Except as otherwise provided in this paragraph (d)(3), a deliberate action is any action taken by the issuer that is within its control. An intent to violate the requirements of section 141 is not necessary for an action to be deliberate.
(ii) Safe harbor exceptions.
An action is not treated as a deliberate action if --
(A) It would be treated as an involuntary or compulsory conversion under section 1033; or
(B) It is taken in response to a regulatory directive made by the federal government. See section 1.141-7T(f)(5).
(4) Special rule for dispositions of personal property in the ordinary course of an established governmental program --
(i) In general.
Dispositions of personal property in the ordinary course of an established governmental program are not treated as deliberate actions if --
(A) The weighted average maturity of the bonds financing that personal property is not greater than 120 percent of the reasonably expected actual use of that property for governmental purposes;
(B) The issuer reasonably expects on the issue date that the fair market value of that property on the date of disposition will be not greater than 25 percent of its cost; and
(C) The property is no longer suitable for its governmental purposes on the date of disposition.
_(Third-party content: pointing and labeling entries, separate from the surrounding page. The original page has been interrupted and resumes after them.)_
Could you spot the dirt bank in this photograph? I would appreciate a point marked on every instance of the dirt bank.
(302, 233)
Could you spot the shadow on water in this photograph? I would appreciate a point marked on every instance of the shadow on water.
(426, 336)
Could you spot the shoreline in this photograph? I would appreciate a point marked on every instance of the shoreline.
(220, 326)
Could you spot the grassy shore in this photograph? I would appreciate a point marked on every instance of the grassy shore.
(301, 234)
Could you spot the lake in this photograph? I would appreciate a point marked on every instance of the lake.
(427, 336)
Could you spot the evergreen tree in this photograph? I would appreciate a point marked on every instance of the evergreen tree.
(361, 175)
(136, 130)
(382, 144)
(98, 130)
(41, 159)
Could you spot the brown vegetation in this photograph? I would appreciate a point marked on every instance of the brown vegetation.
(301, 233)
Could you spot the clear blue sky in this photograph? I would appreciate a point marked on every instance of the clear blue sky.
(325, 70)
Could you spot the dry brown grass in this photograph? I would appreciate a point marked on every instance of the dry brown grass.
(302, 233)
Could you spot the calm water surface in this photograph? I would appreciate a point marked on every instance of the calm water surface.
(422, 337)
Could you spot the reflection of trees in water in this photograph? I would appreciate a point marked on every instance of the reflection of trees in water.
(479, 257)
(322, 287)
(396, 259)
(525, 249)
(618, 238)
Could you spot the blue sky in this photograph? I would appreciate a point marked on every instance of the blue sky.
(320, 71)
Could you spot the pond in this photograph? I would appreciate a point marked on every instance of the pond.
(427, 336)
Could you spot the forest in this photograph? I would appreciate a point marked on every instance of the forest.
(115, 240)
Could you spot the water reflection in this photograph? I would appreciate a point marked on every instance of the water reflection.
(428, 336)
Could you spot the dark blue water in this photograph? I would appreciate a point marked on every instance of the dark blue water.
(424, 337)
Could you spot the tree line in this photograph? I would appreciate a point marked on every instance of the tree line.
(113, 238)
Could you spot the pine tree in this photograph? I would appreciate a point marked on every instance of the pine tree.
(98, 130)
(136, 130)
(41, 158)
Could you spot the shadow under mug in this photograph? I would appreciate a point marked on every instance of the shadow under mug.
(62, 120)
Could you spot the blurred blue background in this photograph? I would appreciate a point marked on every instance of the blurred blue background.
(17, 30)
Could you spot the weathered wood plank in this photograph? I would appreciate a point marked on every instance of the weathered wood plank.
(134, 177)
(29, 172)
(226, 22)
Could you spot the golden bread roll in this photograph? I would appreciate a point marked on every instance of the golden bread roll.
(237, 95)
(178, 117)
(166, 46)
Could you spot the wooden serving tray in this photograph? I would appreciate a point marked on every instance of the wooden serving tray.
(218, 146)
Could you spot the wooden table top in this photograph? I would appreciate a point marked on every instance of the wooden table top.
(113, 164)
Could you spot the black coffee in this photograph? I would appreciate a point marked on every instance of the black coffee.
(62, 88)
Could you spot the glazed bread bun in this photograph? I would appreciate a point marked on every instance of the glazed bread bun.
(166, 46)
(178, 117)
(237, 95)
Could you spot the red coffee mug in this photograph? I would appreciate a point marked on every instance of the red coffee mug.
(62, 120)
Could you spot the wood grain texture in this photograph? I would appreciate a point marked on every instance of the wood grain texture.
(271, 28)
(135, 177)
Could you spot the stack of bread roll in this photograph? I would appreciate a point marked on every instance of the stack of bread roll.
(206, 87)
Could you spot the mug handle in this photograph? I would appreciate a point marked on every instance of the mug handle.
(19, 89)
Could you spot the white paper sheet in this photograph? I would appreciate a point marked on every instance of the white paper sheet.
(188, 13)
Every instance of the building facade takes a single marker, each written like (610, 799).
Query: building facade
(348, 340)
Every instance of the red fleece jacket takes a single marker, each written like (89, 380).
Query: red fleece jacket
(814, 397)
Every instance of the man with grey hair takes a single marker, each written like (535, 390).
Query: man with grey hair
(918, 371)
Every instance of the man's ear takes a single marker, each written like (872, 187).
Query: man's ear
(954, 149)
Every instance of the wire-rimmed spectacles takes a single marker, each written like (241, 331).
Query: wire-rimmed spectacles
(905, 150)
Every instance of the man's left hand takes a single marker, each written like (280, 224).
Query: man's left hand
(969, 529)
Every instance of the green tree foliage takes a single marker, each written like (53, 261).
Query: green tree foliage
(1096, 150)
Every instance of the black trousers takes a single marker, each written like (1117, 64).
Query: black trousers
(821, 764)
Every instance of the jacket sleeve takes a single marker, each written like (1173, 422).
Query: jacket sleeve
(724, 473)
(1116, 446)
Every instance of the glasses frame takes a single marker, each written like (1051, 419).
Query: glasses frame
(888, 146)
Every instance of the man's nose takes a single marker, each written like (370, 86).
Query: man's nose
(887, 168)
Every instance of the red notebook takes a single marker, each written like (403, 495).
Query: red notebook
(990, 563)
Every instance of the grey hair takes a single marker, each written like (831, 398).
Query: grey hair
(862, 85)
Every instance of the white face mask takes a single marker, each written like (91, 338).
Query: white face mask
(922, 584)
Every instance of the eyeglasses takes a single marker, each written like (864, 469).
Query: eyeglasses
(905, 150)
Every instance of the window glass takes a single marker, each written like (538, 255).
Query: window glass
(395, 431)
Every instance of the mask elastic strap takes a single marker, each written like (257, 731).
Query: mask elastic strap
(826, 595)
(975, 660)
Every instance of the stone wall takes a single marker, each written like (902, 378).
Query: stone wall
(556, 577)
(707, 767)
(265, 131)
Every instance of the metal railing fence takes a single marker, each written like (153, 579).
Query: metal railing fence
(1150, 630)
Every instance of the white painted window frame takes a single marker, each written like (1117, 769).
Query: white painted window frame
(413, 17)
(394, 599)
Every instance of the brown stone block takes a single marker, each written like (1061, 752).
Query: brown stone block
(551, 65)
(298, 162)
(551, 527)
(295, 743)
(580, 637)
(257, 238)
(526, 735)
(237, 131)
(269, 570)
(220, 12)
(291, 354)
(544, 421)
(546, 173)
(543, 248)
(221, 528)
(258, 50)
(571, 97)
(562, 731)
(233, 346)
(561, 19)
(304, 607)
(ii) Reasonable expectations test.
The reasonable expectation that a disposition described in paragraph (d)(4)(i) of this section may occur in the ordinary course while the bonds are outstanding will not cause the issue to meet the private activity bond tests if the issuer is required to deposit amounts received from the disposition in a commingled fund with substantial tax or other governmental revenues and the issuer reasonably expects to spend the amounts on governmental programs within 6 months from the date of commingling.
(iii) Separate issue treatment.
An issuer may treat the bonds properly allocable to the personal property eligible for this exception as a separate issue under section 1.150-1(c)(3).
(5) Special rule for general obligation bond programs that finance a large number of separate purposes.
The determination of whether bonds of an issue are private activity bonds may be based solely on the issuer‘s reasonable expectations as of the issue date if all of the requirements of paragraphs (d)(5)(i) through (vii) of this section are met.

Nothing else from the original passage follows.